Objective: The objective of this study is to determine the practice of HPV vaccine among Malaysian women in the general population. Methodology: This cross-sectional study was conducted among 233 women during the Academic Year 2010/2011. Written consent was obtained from the participants and written information about the study was given enclosed with the questionnaire form. The questionnaire consisted of Socio-demographic characteristics, knowledge about HPV and practice of HPV vaccine.

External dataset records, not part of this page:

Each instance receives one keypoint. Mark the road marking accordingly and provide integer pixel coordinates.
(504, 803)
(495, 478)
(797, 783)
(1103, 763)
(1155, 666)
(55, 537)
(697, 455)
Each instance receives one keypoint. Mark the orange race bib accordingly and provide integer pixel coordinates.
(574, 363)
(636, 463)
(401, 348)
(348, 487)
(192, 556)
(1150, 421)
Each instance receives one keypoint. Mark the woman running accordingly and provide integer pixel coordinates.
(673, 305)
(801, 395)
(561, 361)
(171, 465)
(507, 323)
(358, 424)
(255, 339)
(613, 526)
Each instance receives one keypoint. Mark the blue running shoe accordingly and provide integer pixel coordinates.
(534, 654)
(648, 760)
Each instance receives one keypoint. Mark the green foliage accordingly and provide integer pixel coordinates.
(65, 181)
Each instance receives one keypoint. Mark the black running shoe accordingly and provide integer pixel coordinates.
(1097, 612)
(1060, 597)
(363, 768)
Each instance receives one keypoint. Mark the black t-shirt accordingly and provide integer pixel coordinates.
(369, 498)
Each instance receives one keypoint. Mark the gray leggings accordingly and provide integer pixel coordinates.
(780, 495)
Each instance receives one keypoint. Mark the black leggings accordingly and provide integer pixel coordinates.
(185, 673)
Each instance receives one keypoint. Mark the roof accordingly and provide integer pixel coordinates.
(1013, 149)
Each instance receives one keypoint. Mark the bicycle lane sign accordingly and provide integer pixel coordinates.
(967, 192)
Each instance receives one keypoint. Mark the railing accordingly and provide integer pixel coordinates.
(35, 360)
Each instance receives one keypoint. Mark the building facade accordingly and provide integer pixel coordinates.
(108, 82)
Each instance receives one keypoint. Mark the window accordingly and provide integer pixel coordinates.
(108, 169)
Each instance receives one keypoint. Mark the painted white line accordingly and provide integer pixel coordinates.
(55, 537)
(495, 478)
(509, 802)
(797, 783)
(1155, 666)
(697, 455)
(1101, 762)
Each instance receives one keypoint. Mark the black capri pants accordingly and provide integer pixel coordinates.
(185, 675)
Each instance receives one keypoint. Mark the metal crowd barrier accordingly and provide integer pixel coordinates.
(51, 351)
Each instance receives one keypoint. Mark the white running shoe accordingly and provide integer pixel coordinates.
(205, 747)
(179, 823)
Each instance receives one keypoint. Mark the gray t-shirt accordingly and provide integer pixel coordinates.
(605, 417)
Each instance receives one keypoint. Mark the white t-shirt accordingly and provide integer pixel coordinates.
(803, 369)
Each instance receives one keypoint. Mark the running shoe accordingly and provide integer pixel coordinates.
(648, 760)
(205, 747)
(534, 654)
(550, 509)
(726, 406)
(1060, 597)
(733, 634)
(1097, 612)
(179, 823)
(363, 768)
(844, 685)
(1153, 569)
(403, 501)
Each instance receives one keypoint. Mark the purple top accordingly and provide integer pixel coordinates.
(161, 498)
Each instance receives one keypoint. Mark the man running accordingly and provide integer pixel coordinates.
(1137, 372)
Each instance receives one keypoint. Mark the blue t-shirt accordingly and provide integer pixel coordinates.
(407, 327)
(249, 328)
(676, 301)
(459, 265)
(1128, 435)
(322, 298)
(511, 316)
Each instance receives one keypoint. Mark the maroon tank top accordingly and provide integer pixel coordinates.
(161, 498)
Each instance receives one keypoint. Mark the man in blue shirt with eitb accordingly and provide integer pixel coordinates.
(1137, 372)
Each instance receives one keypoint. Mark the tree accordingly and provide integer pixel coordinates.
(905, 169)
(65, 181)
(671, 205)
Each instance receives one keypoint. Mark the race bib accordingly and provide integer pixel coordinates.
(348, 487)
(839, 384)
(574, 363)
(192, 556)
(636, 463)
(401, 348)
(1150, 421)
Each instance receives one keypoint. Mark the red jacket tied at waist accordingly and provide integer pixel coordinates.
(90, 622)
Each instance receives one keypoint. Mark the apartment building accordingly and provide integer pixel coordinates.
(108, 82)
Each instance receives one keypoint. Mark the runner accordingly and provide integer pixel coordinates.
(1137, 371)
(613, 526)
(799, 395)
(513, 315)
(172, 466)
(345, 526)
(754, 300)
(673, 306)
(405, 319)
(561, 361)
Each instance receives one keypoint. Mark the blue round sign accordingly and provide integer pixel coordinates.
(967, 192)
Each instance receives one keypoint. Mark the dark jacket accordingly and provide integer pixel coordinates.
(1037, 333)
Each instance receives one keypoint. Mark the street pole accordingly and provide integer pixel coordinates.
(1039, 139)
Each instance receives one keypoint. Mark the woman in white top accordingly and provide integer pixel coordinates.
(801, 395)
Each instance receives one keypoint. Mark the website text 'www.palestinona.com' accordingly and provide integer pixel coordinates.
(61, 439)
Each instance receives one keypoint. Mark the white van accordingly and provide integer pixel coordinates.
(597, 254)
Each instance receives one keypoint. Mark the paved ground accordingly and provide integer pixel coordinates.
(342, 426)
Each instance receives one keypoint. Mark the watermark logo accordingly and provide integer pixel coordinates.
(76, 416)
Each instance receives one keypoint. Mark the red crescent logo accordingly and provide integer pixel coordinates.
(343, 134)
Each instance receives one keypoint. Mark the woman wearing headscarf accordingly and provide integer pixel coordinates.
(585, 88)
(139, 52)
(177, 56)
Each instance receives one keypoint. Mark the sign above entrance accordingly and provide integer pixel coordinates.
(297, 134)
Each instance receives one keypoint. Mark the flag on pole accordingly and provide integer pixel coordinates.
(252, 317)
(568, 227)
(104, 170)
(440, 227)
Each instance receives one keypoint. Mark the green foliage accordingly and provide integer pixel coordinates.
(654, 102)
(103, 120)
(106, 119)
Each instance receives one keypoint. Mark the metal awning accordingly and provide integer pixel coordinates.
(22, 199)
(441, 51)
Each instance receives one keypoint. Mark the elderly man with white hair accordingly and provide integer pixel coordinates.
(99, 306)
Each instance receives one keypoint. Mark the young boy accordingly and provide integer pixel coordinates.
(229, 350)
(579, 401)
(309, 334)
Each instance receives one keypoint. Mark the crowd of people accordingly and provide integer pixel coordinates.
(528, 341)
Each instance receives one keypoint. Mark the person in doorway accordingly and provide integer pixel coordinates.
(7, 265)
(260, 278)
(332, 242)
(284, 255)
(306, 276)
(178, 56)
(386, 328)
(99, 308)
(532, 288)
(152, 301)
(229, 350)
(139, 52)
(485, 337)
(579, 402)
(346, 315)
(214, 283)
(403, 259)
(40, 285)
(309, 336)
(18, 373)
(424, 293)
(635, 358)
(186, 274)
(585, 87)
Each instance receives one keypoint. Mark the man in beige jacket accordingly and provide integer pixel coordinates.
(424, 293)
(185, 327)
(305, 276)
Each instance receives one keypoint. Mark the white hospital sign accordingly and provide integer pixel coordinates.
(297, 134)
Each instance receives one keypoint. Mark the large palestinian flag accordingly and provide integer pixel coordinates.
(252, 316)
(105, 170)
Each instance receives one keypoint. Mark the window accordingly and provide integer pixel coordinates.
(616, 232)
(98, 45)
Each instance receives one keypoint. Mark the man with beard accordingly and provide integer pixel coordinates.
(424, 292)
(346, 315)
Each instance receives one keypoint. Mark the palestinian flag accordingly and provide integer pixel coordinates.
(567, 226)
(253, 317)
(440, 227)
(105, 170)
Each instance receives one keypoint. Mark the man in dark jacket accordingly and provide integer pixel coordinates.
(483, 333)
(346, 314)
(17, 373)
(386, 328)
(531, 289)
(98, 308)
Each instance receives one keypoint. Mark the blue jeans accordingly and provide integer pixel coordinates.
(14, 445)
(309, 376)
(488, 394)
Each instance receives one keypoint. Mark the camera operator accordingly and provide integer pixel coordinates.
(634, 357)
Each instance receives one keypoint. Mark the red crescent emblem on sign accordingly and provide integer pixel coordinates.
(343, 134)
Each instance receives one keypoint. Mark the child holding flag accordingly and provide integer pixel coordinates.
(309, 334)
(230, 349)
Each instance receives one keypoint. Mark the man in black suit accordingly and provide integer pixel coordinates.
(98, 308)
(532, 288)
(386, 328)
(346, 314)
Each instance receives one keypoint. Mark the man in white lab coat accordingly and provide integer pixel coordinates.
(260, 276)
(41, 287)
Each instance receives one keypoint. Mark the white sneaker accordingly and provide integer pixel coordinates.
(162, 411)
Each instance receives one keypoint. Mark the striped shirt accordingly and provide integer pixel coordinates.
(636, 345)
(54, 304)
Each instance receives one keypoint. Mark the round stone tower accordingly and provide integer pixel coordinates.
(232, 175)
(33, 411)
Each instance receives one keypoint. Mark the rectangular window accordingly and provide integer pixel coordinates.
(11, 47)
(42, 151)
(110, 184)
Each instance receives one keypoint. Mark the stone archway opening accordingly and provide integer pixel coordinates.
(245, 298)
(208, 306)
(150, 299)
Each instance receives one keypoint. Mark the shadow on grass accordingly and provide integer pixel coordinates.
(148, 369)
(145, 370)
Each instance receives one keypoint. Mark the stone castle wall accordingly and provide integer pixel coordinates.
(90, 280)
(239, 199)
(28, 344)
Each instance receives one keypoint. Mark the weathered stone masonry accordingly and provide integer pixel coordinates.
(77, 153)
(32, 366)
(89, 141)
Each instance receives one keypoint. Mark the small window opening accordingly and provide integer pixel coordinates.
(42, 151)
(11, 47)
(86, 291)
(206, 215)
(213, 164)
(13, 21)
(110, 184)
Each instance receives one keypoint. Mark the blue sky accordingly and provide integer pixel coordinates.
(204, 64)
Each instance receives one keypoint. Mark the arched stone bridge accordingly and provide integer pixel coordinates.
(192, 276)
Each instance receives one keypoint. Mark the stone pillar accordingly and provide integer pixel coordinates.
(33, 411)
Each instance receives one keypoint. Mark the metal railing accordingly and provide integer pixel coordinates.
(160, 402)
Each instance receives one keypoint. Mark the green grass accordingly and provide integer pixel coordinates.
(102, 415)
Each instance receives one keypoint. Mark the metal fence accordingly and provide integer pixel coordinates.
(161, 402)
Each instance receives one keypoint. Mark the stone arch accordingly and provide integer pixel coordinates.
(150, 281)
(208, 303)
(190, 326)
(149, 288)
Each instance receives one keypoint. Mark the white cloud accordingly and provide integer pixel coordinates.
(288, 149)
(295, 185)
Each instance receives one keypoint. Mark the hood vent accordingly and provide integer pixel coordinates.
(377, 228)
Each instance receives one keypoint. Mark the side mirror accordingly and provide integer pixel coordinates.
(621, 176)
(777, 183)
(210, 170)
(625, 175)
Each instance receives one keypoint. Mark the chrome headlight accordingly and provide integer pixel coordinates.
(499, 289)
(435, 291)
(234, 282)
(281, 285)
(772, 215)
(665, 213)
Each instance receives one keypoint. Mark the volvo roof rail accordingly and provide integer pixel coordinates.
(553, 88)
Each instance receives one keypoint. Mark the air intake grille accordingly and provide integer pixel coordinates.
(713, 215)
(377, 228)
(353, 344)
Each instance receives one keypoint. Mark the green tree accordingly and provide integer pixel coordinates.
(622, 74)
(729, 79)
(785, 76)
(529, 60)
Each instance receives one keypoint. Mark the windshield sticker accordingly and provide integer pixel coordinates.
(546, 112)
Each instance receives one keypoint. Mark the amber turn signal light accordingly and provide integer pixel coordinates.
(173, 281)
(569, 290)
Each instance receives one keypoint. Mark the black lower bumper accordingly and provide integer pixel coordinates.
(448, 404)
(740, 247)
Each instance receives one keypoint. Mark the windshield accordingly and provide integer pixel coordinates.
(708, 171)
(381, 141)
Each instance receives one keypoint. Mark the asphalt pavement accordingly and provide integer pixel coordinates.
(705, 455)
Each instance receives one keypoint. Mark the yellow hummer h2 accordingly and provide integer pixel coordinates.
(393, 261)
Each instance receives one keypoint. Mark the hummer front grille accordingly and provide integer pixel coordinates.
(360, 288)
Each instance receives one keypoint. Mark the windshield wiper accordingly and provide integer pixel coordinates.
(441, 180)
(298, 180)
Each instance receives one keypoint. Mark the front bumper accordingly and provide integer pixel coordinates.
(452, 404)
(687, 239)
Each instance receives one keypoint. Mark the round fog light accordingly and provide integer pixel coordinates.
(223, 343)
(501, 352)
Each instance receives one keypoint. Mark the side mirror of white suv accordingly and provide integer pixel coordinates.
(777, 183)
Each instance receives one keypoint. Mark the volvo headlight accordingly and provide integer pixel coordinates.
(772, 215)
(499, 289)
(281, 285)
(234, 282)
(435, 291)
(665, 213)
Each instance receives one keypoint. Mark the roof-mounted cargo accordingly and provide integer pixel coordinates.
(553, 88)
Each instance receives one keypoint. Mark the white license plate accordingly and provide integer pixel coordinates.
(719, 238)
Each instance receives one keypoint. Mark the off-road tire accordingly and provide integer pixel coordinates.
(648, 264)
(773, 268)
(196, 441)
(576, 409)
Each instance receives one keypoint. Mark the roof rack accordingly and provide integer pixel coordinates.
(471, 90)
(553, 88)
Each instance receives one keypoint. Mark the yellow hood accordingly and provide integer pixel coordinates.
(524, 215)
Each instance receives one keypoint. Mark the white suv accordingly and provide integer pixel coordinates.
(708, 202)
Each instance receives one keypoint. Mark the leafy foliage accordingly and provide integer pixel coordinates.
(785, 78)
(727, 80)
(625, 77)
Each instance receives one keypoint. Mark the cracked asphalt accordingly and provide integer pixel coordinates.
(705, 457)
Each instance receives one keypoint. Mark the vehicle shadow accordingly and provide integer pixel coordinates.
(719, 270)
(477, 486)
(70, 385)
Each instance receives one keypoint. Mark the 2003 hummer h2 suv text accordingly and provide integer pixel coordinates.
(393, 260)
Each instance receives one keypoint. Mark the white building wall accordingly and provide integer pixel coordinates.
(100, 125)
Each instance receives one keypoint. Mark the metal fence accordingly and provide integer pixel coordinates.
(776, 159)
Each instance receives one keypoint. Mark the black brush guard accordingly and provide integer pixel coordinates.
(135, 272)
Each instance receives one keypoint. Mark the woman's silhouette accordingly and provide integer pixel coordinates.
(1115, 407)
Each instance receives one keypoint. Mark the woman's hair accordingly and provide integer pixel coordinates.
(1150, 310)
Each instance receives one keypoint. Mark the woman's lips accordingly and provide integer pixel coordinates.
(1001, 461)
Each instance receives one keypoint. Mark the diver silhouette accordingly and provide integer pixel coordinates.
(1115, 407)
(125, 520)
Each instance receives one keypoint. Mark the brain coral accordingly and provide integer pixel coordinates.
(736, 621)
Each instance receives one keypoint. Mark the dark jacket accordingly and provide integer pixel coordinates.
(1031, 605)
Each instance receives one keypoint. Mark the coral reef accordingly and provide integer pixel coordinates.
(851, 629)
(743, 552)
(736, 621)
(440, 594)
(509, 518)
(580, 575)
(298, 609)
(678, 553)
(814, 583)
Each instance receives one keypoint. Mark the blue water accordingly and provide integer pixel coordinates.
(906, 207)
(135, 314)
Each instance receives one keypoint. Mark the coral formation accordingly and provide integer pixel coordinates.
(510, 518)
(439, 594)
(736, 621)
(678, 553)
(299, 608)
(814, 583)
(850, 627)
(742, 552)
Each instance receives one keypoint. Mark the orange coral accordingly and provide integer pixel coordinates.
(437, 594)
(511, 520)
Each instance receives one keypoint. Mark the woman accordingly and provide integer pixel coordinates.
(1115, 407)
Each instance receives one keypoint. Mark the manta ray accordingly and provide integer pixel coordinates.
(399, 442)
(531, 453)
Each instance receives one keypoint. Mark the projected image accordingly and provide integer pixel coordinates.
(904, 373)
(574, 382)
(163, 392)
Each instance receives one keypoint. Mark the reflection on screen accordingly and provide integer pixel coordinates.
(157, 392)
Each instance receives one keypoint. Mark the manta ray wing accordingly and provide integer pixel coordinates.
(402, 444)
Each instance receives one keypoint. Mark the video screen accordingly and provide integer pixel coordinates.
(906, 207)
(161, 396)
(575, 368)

The protocol of this study was approved by the ethics committee of Management and Science University (MSU). Data was analyzed using Statistical Package for Social Sciences (SPSS) version 13. T-test and ANOVA test were used to explore the relation between socio-demographic characteristics and the practice of HPV vaccine.
Results: A total number of 233 women participated in this study. Majority of the participants were from the age group 17-30 years old, Malay, single and having tertiary education (67.8%, 62.7, 62.2, 86.3%; respectively). As for the knowledge of participants, the majority of them heard about HPV (82.4%), knew that the multiple sex partners increase the risk of HPV (71.7%). Regarding the practice of HPV vaccine among respondents, slightly more than have of them have been vaccinated (51.5%). Regarding the factors that influenced the practice of HPV vaccine among general population; age, marital status and family monthly income were significantly influence the practice of HPV vaccine (p=0.001, p=0.001, p=0.001; respectively).
Conclusion: Slightly more than have of the participants have been vaccinated. Age, marital status and income significantly influence the practice of HPV vaccine. Therefore promotion of HPV vaccine and include HPV vaccine in the national vaccination program is very important as a primary prevention from cervical cancer among women.